It’s more than a hypothetical.
A prosecutor in a criminal case tells the judge that a key prosecution witness is afraid to testify because gang members in the courtroom will intimidate her. That, the prosecution argues, is reason to clear the courtroom while the witness is on the stand.
But a decision to close the courtroom collides with the right of the defendant to a public trial, the right of the public to attend court proceedings and of the news media to report on them.
The wrong decision has consequences. For example, the witness might refuse to testify, and the case is lost. Or, the judge might clear the courtroom and find that decision reversed on appeal.
In an effort to provide guidance to trial judges, the New Mexico Supreme Court is considering a rule that would define the issues involved in closing a courtroom and set out a process judges would follow in order to close.
Currently, judges have only a ruling in a 1984 U.S. Supreme Court case called Waller v. Georgia to guide them. That ruling created what is commonly referred to as the Waller test, which sets four criteria to consider before closing a courtroom.

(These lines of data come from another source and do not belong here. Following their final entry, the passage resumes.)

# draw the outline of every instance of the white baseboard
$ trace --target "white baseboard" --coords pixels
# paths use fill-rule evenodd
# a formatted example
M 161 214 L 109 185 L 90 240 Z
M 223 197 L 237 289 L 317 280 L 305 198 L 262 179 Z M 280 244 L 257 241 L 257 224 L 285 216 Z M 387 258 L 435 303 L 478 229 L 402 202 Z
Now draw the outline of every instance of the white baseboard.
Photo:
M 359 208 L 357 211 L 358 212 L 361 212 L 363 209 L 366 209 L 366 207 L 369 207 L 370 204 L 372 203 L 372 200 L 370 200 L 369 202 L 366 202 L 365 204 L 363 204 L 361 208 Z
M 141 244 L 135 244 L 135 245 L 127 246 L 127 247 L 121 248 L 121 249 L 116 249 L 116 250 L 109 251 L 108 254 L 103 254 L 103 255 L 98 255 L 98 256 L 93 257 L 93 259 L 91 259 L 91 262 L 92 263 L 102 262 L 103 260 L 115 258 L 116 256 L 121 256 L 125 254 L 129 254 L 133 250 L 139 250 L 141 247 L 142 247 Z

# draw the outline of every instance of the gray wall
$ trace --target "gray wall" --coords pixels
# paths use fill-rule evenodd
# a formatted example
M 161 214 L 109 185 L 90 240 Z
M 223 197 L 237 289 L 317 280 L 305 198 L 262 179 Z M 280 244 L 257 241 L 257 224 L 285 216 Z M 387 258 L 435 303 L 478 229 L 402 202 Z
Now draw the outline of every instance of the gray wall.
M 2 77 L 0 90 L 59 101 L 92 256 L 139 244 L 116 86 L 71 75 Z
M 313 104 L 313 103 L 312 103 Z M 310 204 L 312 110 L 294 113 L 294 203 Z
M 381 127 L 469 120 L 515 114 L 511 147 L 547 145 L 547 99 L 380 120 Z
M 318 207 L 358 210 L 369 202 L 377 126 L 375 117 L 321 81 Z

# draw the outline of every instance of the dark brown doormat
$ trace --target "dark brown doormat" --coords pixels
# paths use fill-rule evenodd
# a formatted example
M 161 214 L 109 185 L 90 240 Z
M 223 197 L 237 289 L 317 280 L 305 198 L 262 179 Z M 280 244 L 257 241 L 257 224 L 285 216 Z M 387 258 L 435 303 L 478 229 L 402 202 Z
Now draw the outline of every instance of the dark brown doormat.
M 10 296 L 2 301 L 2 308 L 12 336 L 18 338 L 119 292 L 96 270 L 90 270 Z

The proposed rules, if approved, would be the first in New Mexico to set out the tenets of the Waller test as the official guide for closures and establish the steps and notification that must be followed before a courtroom is closed.
The Albuquerque Journal and the New Mexico Foundation for Open Government contributed feedback to the proposal and support the rules.
“The rule establishes a presumption in favor of open courtrooms to allow the public to see and hear judicial proceedings,”said Barry Massey, spokesman for the Administrative Office of the Courts, the administrative arm of the Supreme Court and courts in the state. “The rule provides guidance and clarification on the proper procedures when a party to a case or some other person asks to close the courtroom. It’s up to a judge to decide whether that’s appropriate.”
Greg Williams, president of NMFOG, said the Waller test allows closure of a courtroom when “the court is convinced there is no alternative (to closing) and there is some interest, very important interest, that can’t be protected in another way.”
“That is a very rare situation,” he said.
The proposed rule changes come after several convictions in cases that were appealed – some successfully – over a closure.
In one case, a gang member’s murder conviction was overturned and sent for a retrial because the judge had partially closed the courtroom to exclude rival gang members accused of trying to intimidate witnesses, including etching gang symbols on the courtroom doors. The news media was allowed to stay, along with family members of the defendant.
The state Court of Appeals said the judge was correct to close proceedings against Manuel Turrietta in Bernalillo County.
But on further appeal, the Supreme Court said there was not enough proof the witnesses were in danger and that the partial closure excluded people who weren’t targeting the witnesses. This failed the first step of the Waller test, which requires an “overriding interest” to close the courtroom.
In a Chaves County voluntary manslaughter case, the courtroom was closed with prosecutor and defendant consent so that a frightened witness would agree to testify. The defendant later appealed his conviction partially on the grounds that closure was unconstitutional, but the Court of Appeals ruled that his consent made that argument moot.
And in still another case, a San Juan County man was allowed a new trial after a judge closed the courtroom during the testimony of an undercover police officer.
The Court of Appeals said the closure was unconstitutional and the court didn’t look at other ways to meet the need to keep the officer safe. The third step of the Waller test requires all alternatives be explored before a closure.
The appeals judges in that case asked that the state’s Supreme Court Criminal Procedure Rules Committee clarify the rules of courtroom closure to keep such closure issues from triggering appeals.
The committee worked with lawyers, court administrators and the media, including the Journal, to draft the proposed rules, which they have submitted for consideration by the Supreme Court justices. There is no timeline for the Supreme Court to make a decision.